Michigan Senate Democrats are reportedly moving toward implementing a major tax hike on marijuana that was previously proposed by Gov. Gretchen Whitmer (D).

While no legislation to effectuate the policy change has been filed yet, the plan is to impose a 32 percent wholesale excise tax on cannabis—which would be in addition to the existing 16 percent in taxes that are placed on marijuana at the retail level.

The governor said in February that the proposal would “close a loophole that exempted the marijuana industry from wholesale tax, which is applied to similar smoking products, like cigarettes, and other tobacco items.” Aligning those tax policies, her office said, could help the state fund plans to “fix the damn roads for generations to come.”

“After voters legalized marijuana, the industry has grown exponentially thanks in part to Michigan’s industry-friendly taxes, the fourth lowest in the nation,” the governor said at the time. “The industry, which recorded billions in sales in 2024, uses Michigan roads to transport marijuana multiple times throughout the process, including to grow operations, testing labs, distribution hubs, and finally retail stores. This will add an additional $470 million to help fix roads across the state.”

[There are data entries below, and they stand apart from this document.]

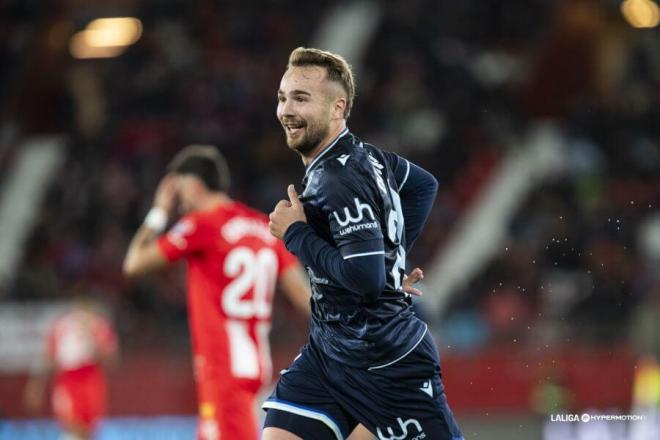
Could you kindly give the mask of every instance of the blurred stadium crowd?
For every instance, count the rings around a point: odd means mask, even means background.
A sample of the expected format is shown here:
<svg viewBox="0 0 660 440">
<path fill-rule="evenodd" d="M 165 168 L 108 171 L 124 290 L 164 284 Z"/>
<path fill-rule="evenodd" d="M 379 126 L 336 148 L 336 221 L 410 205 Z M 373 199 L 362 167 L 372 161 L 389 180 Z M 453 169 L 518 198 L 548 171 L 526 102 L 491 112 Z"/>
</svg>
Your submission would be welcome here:
<svg viewBox="0 0 660 440">
<path fill-rule="evenodd" d="M 129 285 L 121 275 L 128 240 L 165 164 L 186 144 L 217 145 L 232 168 L 232 194 L 264 211 L 299 182 L 275 92 L 290 50 L 312 43 L 335 3 L 118 2 L 113 13 L 123 5 L 142 20 L 140 41 L 120 57 L 81 61 L 66 55 L 67 39 L 103 8 L 0 1 L 4 138 L 69 138 L 4 298 L 91 293 L 112 305 L 120 334 L 131 335 L 128 349 L 185 344 L 181 274 Z M 495 258 L 442 316 L 423 310 L 442 322 L 443 345 L 627 344 L 636 335 L 636 347 L 660 353 L 646 330 L 660 308 L 660 39 L 630 27 L 619 3 L 382 8 L 349 127 L 440 182 L 412 264 L 425 267 L 437 254 L 536 123 L 553 121 L 565 145 L 563 171 L 527 197 Z M 12 150 L 0 154 L 6 167 Z M 293 314 L 284 304 L 279 311 Z M 280 335 L 304 326 L 283 321 Z"/>
</svg>

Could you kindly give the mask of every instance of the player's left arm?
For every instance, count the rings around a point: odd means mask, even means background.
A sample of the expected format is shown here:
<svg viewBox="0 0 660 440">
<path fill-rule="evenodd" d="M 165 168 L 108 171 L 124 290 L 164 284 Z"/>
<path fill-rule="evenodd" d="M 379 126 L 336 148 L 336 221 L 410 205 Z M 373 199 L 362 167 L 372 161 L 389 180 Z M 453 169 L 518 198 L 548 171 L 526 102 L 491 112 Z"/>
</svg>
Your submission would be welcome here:
<svg viewBox="0 0 660 440">
<path fill-rule="evenodd" d="M 154 206 L 133 236 L 124 257 L 123 272 L 133 278 L 167 265 L 168 259 L 157 238 L 167 225 L 176 196 L 176 177 L 165 176 L 156 190 Z"/>
<path fill-rule="evenodd" d="M 289 185 L 288 193 L 289 200 L 280 201 L 270 214 L 271 233 L 284 240 L 287 249 L 323 276 L 363 296 L 366 301 L 378 298 L 385 288 L 382 237 L 380 241 L 362 243 L 375 251 L 342 255 L 339 249 L 322 239 L 307 224 L 293 185 Z"/>
</svg>

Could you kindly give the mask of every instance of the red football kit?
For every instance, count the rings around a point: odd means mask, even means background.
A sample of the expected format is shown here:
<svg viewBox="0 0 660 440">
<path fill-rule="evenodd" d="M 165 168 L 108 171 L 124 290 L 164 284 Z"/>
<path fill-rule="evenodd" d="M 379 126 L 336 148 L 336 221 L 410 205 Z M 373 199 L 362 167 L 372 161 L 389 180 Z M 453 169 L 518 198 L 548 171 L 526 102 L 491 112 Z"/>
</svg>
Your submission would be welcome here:
<svg viewBox="0 0 660 440">
<path fill-rule="evenodd" d="M 238 202 L 184 216 L 158 244 L 167 260 L 188 263 L 198 438 L 257 439 L 255 398 L 271 380 L 273 293 L 295 257 L 264 214 Z"/>
<path fill-rule="evenodd" d="M 93 429 L 105 413 L 106 381 L 98 355 L 117 350 L 109 322 L 75 310 L 57 319 L 48 332 L 47 355 L 55 366 L 52 404 L 64 426 Z"/>
</svg>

It would also effectively double the total tax rate on cannabis in Michigan, which advocates say would unfairly burden businesses and consumers.

“Michigan’s cannabis consumers already pay more than their fair share of taxes. They should not be singled out to bear the costs of ‘fixing the damn roads,’” Karen O’Keefe, director of state policies for the Marijuana Policy Project (MPP), told Marijuana Moment.

“Michigan’s excise taxes are about 10 times as high on cannabis as they are on alcohol,” she said. “Gov. Whitmer’s proposal would roughly double the tax burden on consumers, many of whom are medical patients who are struggling to make ends meet.”